Wednesday, April 7, 2010

Wishbone Ash -Twin Barrels Burning

Twin Barrels Burning saw Wishbone Ash parting company with long time record company MCA Records, with the album being released on AVM Records, a label set up by the band’s manager John Sherry.  It also saw the introduction of bassist Trevor Bolder (ex-David Bowie, Uriah Heep), who had toured with the band in support of the Number The Brave album following John Wetton’s departure.

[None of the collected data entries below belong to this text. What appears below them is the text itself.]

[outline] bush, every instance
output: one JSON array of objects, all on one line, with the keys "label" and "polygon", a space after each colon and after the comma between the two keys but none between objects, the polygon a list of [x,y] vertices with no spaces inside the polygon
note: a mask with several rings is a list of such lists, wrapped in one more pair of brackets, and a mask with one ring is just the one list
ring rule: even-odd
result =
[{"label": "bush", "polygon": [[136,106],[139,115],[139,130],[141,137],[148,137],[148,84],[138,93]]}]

Recording sessions for the album took place at Jimmy Page’s Sol Studio, Cookham between June and August 1982, Berkshire and were produced by Ashley Howe (a colleague of Trevor Bolder’s from his Uriah Heep days) with engineer Stuart Epps.  The sessions marked a drastic change in musical direction for the
band, with a sound that eschewed the classic Wishbone allmarks of harmony and melody in favour of a more direct, heavy-rock sound (the album coincided with the New Wave of British Heavy Metal movement which was sweeping the UK at the time and had spawned the likes of Iron Maiden, Saxon and Def Leppard).  As Trevor Bolder says, “At the time Laurie was edging the band towards heavier rock along the lines of AC/DC or ZZ Top.  He was very much into ZZ Top and I think you can hear that influence on the album.”

All four members of the band contributed to the songwriting (although Trevor Bolder’s name was, at his insistence, left off the album credits due to a dispute he had with his publisher). As with Number The Brave, Andy Powell and Laurie Wisefield handled the bulk of the lead vocals (except for   "Hold On", which was sung by Trevor Bolder).                                           American Cover

The guitar playing on Twin Barrels Burning was, as always, admirable and Trevor Bolder proved to be a worthy successor to Turner and Wetton in the bass department.  Vocally, however, there were real deficiencies, with Powell and Wisefield’s vocal ranges being unsuited to the heavier musical style, both sounding strained and uncomfortable at times.  Lyrically, every heavy metal cliché in the book was dragged out with references aplenty to fast cars and chicks on tracks such as "Can’t Fight Love", "Engine Overheat" and "Genevieve".  The album’s cover, depicting a fast car accelerating, was designed by Ian Harris, a friend of Andy Powell.

The change of musical direction did not stop the album from achieving Wishbone’s highest chart position since New England, peaking at number 22 on the UK chart.  Certain elements of the music press gave the album rave reviews, in particular UK heavy metal magazine Kerrang.  However, while the album may initially have seemed a success, the band’s new direction alienated many long-time supporters and would be the band’s final album chart placing.

The Tracks

1) Engine Overheat 
2) Can't Fight Love 
3) No More Lonely Nights 
4) Wind Up 
5) Streets Of Shame 
6) My Guitar 
7) Hold On 
8) Genevieve 
9) Angels Have Mercy

The Band

Line-up: Andy Powell (guitar/vocals)
Laurie Wisefield (guitar/vocals)
Steve Upton (drums)
Trevor Bolder (bass/vocals)

Produced by: Ashley Howe, Stuart Epps 
(except My Guitar produced by, Nigel Gray)
Guess what i am sat here in Edinburgh with What was my best man and he has given me access to a pc so here is my first holiday post


1 comment:

  1. Yes, although Laurie Wisefield & Andy Powell are limited singers, they put heart and guts in their rendition of their songs and I've been appreciating this album since a long time. Wisefield did excellent solos in the concert version of "No More Lonely Nights" you can hear on the DVD "25th Anniversary of the Marquee".